Былое и думы - Александр Иванович Герцен
– Вы с ним часто видаетесь?
– Иногда, на вечерах.
– Сделайте одолжение, скажите ему, что вы сегодня виделись со мной и что я самого дурного мнения о нем, но что с тем вместе никак не думаю, чтоб за это было справедливо обокрасть его мать.
Ротшильд расхохотался; он, кажется, с этих пор стал догадываться, что я не prince russe, и уже называл меня бароном; но это, я думаю, он для того поднимал меня, чтоб сделать достойным разговаривать с ним.
На другой день он прислал за мной; я тотчас отправился. Он подал мне неподписанное письмо к Гассеру и прибавил:
– Вот наш проект письма, садитесь, прочтите его внимательно и скажите, довольны ли вы им; если хотите что прибавить или изменить, мы сейчас сделаем. А мне позвольте продолжать мои занятия.
Сначала я осмотрелся. Каждую минуту отворялась небольшая дверь и входил один биржевой агент за другим, громко говоря цифру; Ротшильд, продолжая читать, бормотал, не поднимая глаз: «да, – нет, – хорошо, – пожалуй, – довольно», и цифра уходила. В комнате были разные господа, рядовые капиталисты, члены Народного собрания, два-три истощенных туриста с молодыми усами на старых щеках, эти вечные лица, пьющие на водах вино, представляющиеся ко дворам, слабые и лимфатические отпрыски, которыми иссякают аристократические роды и которые туда же, суются от карточной игры к биржевой. Все они говорили между собой вполголоса. Царь иудейский сидел спокойно за своим столом, смотрел бумаги, писал что-то на них, верно, всё миллионы или, по крайней мере, сотни тысяч.
– Ну, что, – сказал он, обращаясь ко мне, – довольны?
– Совершенно, – отвечал я.
Письмо было превосходно, резко, настойчиво, как следует – когда власть говорит с властью. Он писал Гассеру, чтоб тот немедленно требовал аудиенции у Нессельроде и у министра финансов, чтоб он им сказал, что Ротшильд знать не хочет, кому принадлежали билеты, что он их купил и требует уплаты или ясного законного изложения – почему уплата остановлена, что, в случае отказа, он подвергнет дело обсуждению юрисконсультов и советует очень подумать о последствиях отказа, особенно странного в то время, когда русское правительство хлопочет заключить через него новый заем. Ротшильд заключал тем, что, в случае дальнейших проволочек, он должен будет дать гласность этому делу через журналы для предупреждения других капиталистов. Письмо это он рекомендовал Гассеру показать Нессельроде.

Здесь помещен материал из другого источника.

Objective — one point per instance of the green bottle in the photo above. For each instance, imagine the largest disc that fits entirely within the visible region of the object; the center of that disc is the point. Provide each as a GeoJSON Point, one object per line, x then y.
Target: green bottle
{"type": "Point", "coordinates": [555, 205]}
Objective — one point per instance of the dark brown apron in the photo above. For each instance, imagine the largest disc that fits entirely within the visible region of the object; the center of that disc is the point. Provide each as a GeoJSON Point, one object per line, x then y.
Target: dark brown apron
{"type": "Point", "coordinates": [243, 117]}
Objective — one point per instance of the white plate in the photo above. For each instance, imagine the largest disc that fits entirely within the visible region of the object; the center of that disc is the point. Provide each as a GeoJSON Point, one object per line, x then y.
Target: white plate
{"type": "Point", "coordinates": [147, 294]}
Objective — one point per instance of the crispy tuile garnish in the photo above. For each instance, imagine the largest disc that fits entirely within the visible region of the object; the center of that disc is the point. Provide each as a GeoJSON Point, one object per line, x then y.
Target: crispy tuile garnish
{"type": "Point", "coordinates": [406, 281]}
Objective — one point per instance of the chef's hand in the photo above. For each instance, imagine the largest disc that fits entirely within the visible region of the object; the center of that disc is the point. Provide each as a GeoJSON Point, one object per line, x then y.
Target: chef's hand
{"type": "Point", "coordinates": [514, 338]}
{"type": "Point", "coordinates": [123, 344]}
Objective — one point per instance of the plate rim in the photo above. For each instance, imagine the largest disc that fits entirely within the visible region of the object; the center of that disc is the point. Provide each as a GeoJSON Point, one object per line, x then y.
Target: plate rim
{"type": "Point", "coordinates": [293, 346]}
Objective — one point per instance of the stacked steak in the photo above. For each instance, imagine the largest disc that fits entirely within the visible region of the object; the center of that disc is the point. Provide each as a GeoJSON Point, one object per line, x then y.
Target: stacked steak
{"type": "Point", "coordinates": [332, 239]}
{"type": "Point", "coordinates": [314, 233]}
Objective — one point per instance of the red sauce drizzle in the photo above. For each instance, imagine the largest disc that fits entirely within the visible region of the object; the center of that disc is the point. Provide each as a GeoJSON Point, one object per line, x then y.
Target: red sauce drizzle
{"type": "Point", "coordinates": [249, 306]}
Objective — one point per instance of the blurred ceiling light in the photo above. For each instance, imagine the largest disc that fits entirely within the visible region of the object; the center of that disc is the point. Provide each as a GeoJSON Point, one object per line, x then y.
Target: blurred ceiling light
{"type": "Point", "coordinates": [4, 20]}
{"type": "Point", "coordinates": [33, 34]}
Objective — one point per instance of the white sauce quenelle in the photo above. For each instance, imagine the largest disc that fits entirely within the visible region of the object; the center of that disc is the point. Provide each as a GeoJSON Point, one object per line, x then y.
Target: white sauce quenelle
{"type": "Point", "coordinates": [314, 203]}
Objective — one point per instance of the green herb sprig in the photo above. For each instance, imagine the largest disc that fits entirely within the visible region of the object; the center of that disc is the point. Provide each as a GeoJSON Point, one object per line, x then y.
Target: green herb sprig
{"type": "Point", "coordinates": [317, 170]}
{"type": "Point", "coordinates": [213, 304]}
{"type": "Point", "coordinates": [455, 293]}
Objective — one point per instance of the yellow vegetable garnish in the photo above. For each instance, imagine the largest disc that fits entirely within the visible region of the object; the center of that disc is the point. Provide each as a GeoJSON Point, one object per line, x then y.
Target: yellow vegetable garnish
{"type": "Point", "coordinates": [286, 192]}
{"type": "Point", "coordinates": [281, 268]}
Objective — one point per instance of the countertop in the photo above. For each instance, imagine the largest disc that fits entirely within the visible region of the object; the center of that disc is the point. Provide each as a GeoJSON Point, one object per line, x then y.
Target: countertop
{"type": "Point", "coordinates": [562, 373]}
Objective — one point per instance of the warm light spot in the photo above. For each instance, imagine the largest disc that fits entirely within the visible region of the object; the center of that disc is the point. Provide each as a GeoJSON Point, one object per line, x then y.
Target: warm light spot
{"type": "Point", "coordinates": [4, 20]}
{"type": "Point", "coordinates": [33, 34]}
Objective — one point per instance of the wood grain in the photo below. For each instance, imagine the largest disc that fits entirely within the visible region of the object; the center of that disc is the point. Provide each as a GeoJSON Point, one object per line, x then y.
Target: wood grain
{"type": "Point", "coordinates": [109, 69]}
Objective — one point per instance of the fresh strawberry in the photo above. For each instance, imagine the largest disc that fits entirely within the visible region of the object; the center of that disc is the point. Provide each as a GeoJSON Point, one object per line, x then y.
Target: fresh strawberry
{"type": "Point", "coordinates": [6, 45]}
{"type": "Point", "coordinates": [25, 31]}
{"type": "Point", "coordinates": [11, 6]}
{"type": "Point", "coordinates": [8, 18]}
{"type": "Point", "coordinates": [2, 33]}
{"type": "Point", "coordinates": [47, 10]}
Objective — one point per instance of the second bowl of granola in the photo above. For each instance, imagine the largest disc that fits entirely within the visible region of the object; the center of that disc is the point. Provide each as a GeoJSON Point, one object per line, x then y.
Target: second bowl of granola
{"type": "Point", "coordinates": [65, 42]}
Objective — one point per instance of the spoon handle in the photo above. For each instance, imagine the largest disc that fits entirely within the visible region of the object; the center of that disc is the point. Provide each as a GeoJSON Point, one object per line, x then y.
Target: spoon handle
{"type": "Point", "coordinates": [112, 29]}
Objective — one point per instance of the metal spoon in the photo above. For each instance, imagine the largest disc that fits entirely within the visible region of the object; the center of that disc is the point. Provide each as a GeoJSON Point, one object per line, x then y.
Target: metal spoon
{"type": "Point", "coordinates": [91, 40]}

– Очень рад… но, – сказал он, держа перо в руке и с каким-то простодушием глядя прямо мне в глаза, – но, любезный барон, неужели вы думаете, что я подпишу это письмо, которое au bout du compte[353] может меня поссорить с Россией за полпроцента комиссии?
Я молчал.
– Во-первых, – продолжал он, – у Гассера будут расходы, у вас даром ничего не делают, – это, разумеется, должно пасть на ваш счет; сверх того… сколько предлагаете вы?
– Мне кажется, – сказал я, – что вам бы следовало предложить, а мне согласиться.
– Ну, пять, что ли? Это немного.
– Позвольте подумать…
Мне хотелось просто рассчитать.
– Сколько хотите… Впрочем, – прибавил он с мефистофелевской иронией в лице, – вы можете это дело обделать даром – права вашей матушки неоспоримы, она виртембергская подданная, адресуйтесь в Штутгарт – министр иностранных дел обязан заступиться за нее и выхлопотать уплату. Я, по правде сказать, буду очень рад свалить с своих плеч это неприятное дело.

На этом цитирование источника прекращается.